Please send any comments, or contributions via e-mail to Sharon_Snider.

3. Avoiding Bounce Buffers

This section provides information on applying and using the bounce buffer patch
on the Linux 2.4 kernel. The bounce buffer patch, written by Jens Axboe,
enables device drivers that support direct memory access (DMA) I/O to high-
address physical memory to avoid bounce buffers.
This document provides a brief overview on memory and addressing in the Linux
kernel, followed by information on why and how to make use of the bounce buffer
patch.

3.1. Memory and Addressing in the Linux 2.4 Kernel

The Linux 2.4 kernel includes configuration options for specifying the amount
of physical memory in the target computer. By default, the configuration is
limited to the amount of memory that can be directly mapped into the kernel's
virtual address space starting at PAGE_OFFSET. On i386 systems the default
mapping scheme limits kernel-mode addressability to the first gigabyte (GB) of
physical memory, also known as low memory. Conversely, high memory is normally
the memory above 1 GB. High memory is not directly accessible or permanently
mapped by the kernel. Support for high memory is an option that is enabled
during configuration_of_the_Linux_kernel.

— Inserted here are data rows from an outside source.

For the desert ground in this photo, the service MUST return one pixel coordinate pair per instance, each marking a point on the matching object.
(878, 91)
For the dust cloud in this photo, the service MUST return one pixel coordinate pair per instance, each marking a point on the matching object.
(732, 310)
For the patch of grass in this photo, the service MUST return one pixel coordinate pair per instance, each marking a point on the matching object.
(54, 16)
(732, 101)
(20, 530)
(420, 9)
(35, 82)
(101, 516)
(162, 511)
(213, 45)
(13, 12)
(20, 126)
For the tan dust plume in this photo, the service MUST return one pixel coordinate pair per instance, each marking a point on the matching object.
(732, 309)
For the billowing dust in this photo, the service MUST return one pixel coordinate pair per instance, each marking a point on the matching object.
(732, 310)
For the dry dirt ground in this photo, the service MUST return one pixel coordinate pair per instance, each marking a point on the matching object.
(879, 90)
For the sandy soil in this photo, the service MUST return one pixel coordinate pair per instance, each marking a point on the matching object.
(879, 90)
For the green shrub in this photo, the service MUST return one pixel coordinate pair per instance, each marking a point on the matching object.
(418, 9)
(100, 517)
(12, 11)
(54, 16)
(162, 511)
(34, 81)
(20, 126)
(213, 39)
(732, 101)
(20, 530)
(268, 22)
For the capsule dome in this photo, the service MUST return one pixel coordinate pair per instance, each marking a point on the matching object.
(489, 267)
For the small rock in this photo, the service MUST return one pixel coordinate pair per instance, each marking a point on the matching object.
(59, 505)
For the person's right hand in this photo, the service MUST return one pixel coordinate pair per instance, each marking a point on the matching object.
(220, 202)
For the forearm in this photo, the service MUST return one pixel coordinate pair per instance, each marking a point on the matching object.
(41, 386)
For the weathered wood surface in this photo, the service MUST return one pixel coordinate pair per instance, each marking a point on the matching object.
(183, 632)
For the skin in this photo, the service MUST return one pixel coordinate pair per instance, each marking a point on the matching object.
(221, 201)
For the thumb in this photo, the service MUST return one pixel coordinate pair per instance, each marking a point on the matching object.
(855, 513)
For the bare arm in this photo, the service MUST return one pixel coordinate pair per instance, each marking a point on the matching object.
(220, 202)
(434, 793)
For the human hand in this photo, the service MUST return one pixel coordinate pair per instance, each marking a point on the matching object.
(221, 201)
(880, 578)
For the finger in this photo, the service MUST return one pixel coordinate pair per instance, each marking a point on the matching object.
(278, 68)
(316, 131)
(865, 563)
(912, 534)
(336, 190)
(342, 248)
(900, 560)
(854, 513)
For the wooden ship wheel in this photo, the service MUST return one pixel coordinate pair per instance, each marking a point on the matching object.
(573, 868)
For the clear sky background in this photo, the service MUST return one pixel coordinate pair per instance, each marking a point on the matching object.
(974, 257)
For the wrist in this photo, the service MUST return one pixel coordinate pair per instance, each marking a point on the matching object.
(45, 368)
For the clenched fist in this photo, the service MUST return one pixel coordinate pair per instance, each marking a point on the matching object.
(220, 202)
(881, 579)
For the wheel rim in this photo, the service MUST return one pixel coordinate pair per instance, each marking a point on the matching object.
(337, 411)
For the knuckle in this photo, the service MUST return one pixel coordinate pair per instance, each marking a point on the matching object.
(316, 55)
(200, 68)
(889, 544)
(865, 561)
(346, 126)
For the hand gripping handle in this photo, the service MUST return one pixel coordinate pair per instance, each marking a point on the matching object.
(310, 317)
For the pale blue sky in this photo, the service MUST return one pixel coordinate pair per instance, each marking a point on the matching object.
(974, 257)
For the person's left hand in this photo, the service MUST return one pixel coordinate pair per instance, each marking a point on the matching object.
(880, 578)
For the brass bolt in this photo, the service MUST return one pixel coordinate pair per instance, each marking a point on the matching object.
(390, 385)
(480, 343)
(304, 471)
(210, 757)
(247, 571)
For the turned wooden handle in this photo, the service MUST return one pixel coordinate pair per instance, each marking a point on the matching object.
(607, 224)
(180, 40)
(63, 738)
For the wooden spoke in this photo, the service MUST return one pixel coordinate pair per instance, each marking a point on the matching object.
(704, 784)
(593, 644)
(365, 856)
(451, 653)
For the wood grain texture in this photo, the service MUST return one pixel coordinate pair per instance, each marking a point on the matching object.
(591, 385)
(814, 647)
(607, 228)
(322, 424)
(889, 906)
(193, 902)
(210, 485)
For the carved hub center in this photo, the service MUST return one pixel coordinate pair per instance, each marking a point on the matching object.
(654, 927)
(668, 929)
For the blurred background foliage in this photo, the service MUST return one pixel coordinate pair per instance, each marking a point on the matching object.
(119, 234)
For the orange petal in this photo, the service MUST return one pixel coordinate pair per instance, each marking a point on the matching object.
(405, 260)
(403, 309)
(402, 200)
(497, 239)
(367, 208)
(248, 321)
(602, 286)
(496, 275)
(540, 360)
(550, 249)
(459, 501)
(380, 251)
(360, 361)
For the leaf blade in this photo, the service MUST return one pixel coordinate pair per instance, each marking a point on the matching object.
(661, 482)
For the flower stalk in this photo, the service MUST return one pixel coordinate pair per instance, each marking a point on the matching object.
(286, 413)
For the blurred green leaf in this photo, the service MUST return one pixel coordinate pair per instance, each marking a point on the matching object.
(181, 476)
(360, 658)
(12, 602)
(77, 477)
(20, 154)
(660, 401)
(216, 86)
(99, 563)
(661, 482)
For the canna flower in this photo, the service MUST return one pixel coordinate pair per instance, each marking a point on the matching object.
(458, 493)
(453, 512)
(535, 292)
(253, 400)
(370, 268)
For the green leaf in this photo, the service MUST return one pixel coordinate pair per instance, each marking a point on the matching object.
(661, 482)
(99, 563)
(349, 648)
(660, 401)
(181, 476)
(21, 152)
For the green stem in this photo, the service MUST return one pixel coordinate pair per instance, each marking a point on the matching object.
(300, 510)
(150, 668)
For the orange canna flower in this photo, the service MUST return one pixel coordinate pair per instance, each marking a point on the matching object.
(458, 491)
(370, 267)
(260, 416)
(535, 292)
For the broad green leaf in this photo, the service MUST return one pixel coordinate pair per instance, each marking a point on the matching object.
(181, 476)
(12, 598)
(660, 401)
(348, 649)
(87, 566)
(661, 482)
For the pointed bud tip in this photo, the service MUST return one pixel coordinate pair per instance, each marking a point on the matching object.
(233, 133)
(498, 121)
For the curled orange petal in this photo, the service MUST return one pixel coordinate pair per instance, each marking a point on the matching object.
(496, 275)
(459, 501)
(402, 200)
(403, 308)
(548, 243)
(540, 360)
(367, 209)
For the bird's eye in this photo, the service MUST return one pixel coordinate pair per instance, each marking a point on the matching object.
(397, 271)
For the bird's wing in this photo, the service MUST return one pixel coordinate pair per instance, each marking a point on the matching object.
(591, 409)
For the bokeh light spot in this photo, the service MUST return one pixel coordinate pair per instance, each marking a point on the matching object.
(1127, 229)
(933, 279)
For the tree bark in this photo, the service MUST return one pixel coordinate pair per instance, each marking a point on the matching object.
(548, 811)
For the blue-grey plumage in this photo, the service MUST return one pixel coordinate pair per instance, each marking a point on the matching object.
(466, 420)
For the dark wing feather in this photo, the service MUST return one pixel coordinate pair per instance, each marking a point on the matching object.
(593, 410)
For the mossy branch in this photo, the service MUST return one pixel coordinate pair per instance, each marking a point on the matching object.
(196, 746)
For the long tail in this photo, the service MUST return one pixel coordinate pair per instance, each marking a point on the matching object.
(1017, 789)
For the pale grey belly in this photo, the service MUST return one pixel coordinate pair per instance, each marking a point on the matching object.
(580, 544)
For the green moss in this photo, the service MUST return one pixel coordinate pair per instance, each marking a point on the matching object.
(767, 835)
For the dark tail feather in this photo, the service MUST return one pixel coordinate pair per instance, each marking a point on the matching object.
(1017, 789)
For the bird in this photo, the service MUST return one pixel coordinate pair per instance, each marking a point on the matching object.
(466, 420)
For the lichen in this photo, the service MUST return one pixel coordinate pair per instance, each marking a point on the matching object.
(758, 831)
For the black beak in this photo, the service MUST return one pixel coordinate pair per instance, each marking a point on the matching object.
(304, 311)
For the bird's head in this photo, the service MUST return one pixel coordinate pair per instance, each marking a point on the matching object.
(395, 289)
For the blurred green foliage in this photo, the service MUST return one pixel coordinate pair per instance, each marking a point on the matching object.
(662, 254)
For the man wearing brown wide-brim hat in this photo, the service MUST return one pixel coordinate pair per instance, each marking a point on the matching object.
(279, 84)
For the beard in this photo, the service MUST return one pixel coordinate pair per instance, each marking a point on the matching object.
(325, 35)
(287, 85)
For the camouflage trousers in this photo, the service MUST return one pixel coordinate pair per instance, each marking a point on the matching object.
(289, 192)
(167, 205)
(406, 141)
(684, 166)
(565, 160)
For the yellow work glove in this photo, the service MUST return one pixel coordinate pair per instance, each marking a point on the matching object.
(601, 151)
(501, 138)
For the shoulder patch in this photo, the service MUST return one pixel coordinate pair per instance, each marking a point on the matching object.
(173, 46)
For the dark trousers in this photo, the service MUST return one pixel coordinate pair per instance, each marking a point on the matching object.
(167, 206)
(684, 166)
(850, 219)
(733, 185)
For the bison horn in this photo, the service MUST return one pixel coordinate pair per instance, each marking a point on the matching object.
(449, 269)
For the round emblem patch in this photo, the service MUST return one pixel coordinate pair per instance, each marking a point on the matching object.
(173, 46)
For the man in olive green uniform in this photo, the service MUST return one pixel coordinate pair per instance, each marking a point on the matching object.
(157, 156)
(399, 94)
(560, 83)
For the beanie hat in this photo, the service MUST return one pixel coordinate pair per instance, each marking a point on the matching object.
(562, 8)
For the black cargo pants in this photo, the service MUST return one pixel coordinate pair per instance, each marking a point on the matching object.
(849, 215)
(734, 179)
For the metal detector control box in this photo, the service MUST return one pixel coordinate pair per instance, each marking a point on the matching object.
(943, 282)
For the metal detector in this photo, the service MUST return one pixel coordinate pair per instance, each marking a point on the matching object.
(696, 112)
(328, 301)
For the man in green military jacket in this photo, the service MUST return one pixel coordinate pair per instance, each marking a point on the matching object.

3.2. The Problem with Bounce Buffers

When DMA I/O is performed to or from high memory, an area is allocated in low
memory known as a bounce buffer. When data travels between a device and high
memory, it is first copied through the bounce buffer.
Systems with a large amount of high memory and intense I/O activity can create
a large number of bounce buffers that can cause memory shortage problems. In
addition, the excessive number of bounce buffer data copies can lead to
performance degradation.
Peripheral component interface (PCI) devices normally address up to 4 GB of
physical memory. When a bounce buffer is used for high memory that is below 4
GB, time and memory are wasted because the peripheral has the ability to
address that memory directly. Using the bounce buffer patch can decrease, and
possibly eliminate, the use of bounce buffers.

3.3. Locating the Patch

The latest version of the bounce buffer patch is block-highmem-all-18b.bz2, and
it is available from Andrea Arcangeli's -aa series kernels at http://
kernel.org/pub/linux/kernel/people/andrea/kernels/v2.4/.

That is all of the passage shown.